Two-Dimensional Cutting of Polycrystalline Diamond and CBN Tools and Dies using a Novel Laser/Waterjet Hybrid Manufacturing Process

使用新型激光/水射流混合制造工艺对多晶金刚石和 CBN 工具和模具进行二维切割

• 批准号: 1000035
• 负责人: Pranav Shrotriya
• 金额: $ 37.57万
• 依托单位: Iowa State University
• 依托单位国家: 美国
• 项目类别: Standard Grant
• 财政年份: 2010
• 资助国家: 美国
• 起止时间: 2010-05-01 至 2014-04-30
• 项目状态: 已结题
• 来源: https://www.nsf.gov/awardsearch/showAward?AWD_ID=1000035&HistoricalAwards=false
• 关键词: Two; Dimensional; Cutting; Polycrystalline; Diamond

The objective of this project is to test the following two hypotheses: 1) the combined action of laser and waterjet will result in development of tensile stresses perpendicular to cutting path and propagation of cracks along cutting path during the two-dimensional cutting and 2) if the material removal mechanism were changed from thermal melt and evaporation (laser cutting) or material erosion (electrical discharge machining) to material separation through crack propagation, then smaller kerf; parallel walls; higher cutting speed and substantial energy savings can be attained in the machining of two-dimensional profiles of polycrystalline diamonds and polycrystalline cubic boron nitride over conventional machining processes.

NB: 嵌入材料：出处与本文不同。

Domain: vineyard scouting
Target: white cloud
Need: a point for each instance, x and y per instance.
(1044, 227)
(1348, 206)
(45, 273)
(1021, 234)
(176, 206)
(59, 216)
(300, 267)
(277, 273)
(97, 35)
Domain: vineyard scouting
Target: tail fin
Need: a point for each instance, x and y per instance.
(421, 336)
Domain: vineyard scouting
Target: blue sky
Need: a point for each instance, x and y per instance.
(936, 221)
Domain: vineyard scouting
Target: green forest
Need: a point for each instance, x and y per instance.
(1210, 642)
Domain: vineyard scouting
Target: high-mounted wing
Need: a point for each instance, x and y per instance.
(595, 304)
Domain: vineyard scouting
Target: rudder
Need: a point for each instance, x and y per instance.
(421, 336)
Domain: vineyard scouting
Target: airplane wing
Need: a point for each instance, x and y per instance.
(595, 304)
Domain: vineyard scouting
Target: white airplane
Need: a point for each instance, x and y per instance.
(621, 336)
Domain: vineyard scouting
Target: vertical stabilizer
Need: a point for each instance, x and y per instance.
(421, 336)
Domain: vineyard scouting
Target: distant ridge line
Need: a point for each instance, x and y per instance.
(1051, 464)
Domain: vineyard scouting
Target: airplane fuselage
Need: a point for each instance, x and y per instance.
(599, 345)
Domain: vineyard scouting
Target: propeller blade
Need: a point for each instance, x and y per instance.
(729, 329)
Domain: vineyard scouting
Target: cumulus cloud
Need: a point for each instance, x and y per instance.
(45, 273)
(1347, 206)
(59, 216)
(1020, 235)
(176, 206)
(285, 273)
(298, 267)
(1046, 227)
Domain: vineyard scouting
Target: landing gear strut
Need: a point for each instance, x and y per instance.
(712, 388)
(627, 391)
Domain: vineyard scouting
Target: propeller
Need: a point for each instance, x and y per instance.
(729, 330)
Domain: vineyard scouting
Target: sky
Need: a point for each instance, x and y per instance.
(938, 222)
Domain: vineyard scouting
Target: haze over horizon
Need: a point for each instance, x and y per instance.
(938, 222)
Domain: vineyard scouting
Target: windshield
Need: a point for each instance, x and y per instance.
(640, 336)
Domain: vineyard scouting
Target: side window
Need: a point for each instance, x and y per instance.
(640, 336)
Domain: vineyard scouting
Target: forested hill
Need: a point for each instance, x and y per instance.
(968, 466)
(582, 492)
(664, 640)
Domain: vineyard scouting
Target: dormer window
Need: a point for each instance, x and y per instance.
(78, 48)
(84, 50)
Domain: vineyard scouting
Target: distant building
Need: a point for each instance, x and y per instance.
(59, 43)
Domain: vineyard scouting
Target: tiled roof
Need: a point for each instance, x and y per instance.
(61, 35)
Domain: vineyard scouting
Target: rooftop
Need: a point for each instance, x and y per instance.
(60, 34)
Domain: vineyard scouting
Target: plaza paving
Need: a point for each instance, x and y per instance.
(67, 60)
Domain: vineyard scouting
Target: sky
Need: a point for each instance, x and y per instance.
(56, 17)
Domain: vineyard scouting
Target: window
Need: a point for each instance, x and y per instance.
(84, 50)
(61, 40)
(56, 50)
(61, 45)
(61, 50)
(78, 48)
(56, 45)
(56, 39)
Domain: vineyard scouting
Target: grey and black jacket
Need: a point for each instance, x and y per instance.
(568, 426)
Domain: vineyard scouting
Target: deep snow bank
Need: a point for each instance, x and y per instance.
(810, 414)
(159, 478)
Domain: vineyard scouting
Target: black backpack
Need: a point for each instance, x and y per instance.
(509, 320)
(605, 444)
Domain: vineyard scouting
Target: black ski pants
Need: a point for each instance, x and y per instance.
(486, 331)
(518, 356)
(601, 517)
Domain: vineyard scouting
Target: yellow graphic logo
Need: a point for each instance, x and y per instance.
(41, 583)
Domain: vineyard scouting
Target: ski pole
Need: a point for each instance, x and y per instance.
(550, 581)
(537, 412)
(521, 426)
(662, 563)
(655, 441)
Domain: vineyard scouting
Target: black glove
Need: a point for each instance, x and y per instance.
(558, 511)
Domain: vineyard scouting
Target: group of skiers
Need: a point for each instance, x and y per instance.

The project's approach is to test the hypotheses relies on fundamental fracture mechanics modeling and experiments to investigate controlled fracture of superhard materials due to thermal and chemical effects of laser heating and waterjet quenching.Successful completion of the research activities will lead to a novel machining method for brittle materials along with a detailed understanding of the fundamental underpinnings behind this new process. This novel hybrid manufacturing process will have potential to offer high performance tools and dies for metal cutting and wire drawing industries respectively. Automotive, woodworking and other industries that use synthetic diamond tools would greatly benefit from this research. Education and outreach outcome will include training of graduate students in advanced manufacturing research, assimilation of the research outcomes into new course modules, the involvement of undergraduates from underrepresented groups in the research team and the dissemination of the research results through journal publications, conferences and industry visits and workshops.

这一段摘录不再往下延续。